In 1906, a gentleman named Francis Galton attended a farmer's fair and observed a contest guessing the weight of an ox. More than 800 guesses were registered, including both regular townspeople and livestock experts.

 Amazingly, the collective average guess was only one pound less than the actual weight of 1,198 pounds and much closer than any of the livestock experts. He referred to this phenomenon as "The Wisdom of Crowds".

Following along the same line of thought, Nobel laureate Eugene Fama developed the Efficient Market Hypothesis (EMH). EMH states that it is impossible to "beat the market" because stock market efficiency causes existing share prices to always incorporate and reflect all relevant information. According to the EMH, stocks always trade at their fair value, making it impossible for investors to either purchase undervalued stocks or sell stocks for inflated prices. Both academic theory and actual experience show this theory to be true in the large cap domestic equity markets.

However, historically the Efficient Market Hypothesis has not held true in in small cap and foreign markets.
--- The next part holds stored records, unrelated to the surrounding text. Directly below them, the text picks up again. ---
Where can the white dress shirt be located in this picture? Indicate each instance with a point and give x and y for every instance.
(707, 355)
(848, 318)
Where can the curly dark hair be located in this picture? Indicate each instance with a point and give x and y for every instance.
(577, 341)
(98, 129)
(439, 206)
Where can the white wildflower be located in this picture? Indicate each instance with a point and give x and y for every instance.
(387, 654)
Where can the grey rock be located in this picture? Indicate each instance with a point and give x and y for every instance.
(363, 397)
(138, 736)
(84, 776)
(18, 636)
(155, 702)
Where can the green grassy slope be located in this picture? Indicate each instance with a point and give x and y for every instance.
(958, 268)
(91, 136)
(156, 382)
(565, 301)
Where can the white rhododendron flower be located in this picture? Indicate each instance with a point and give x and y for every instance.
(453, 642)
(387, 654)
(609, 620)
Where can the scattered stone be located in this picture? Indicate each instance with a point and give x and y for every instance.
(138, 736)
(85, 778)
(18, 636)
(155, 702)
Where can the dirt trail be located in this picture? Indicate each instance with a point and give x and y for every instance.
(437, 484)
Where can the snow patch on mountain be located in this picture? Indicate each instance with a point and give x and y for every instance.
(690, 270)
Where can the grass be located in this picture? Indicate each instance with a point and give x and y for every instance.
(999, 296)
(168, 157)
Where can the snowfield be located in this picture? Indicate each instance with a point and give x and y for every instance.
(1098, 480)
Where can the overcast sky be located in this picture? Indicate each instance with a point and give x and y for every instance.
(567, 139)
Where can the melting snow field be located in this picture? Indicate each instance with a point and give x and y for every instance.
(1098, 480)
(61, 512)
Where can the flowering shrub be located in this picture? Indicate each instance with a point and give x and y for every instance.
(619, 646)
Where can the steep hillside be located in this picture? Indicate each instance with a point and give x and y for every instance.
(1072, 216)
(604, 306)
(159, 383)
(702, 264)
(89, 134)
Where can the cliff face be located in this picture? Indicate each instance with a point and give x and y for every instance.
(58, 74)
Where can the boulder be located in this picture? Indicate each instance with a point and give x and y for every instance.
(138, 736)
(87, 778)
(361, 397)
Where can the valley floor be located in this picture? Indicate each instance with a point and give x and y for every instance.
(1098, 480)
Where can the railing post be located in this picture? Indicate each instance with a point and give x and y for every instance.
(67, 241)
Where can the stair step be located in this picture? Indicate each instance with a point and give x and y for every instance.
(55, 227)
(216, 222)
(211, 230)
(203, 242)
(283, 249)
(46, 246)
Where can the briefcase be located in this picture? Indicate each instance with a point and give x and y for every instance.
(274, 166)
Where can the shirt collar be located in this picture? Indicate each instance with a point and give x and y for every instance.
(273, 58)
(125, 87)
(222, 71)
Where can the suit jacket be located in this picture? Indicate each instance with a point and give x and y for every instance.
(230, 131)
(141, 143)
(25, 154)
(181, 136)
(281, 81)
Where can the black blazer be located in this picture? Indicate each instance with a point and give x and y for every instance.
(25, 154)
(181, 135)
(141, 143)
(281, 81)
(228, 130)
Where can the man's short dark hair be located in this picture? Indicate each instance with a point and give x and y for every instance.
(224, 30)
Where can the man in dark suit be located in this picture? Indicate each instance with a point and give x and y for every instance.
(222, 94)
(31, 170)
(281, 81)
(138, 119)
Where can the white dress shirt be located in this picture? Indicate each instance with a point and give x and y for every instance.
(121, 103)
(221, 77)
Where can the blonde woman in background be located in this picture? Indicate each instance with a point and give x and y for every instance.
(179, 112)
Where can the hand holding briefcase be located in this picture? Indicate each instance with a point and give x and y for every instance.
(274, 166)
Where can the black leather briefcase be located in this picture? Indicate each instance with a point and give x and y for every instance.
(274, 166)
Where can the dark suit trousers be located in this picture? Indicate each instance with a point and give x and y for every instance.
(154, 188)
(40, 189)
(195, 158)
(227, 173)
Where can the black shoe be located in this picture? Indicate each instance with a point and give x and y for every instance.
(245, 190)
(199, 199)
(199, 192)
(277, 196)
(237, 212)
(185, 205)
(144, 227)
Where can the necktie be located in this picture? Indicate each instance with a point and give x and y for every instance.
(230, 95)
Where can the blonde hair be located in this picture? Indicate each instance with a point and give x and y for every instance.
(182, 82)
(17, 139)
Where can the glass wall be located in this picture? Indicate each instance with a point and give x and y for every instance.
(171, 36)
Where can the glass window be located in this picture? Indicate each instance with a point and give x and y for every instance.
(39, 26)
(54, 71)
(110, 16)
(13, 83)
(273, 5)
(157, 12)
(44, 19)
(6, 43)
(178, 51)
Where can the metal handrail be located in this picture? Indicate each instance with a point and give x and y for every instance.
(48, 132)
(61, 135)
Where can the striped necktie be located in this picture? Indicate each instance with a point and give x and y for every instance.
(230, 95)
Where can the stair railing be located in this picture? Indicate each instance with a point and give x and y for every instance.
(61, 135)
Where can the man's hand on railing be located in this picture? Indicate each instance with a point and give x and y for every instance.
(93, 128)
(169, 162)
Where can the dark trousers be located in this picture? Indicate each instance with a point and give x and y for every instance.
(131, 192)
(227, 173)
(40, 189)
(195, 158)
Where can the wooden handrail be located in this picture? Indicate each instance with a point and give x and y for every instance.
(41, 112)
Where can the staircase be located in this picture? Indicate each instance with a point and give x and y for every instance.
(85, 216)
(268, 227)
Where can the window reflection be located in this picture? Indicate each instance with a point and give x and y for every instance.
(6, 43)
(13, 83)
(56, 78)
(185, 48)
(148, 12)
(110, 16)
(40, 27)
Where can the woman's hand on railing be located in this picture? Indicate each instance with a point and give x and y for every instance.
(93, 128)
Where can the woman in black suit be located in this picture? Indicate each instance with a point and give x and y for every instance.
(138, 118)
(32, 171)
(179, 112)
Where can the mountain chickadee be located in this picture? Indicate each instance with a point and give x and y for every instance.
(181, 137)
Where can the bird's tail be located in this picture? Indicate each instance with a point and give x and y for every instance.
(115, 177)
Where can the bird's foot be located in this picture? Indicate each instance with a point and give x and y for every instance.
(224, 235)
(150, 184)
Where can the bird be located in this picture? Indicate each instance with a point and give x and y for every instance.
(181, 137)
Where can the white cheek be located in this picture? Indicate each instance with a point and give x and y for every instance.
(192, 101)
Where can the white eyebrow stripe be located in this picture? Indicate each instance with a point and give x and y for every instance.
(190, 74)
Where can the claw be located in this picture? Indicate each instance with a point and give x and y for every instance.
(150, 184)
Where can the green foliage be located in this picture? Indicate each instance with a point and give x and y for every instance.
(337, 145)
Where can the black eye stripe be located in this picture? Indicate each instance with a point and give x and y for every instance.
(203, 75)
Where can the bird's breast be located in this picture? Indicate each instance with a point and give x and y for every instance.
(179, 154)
The information flow to the market has been less than perfect, leading to pricing that does not accurately reflect the value of these companies.  Even twenty years ago, dedicated teams of multilingual analysts could pick through overlooked stocks in emerging markets to gain a sustainable edge over the local markets.  

If information is the key to security prices, how has the vast improvement in information distribution, largely driven by the internet, affected the efficiency of securities prices? More importantly, how can you use these changes to your advantage?  

The improvements in information flow has allowed for much better price discovery in these formerly inefficient markets. This means those markets are becoming more efficient as well, and again the advantage of trading in and out of these individual stocks has been truncated.

By using baskets of these securities, and eschewing the additional costs of active management, we have cut the cost of investing across these markets. In some cases, your cost of investing will be 1/20th of a traditional active manager.

Instead of actively managing individual positions, we have focused out attention on allocating properly and opportunistically across an ever expanding range of asset classes.  By using the “Wisdom of Crowds”, we have improved the efficiency of our portfolios, which at the end of the day, means you pay less and keep more.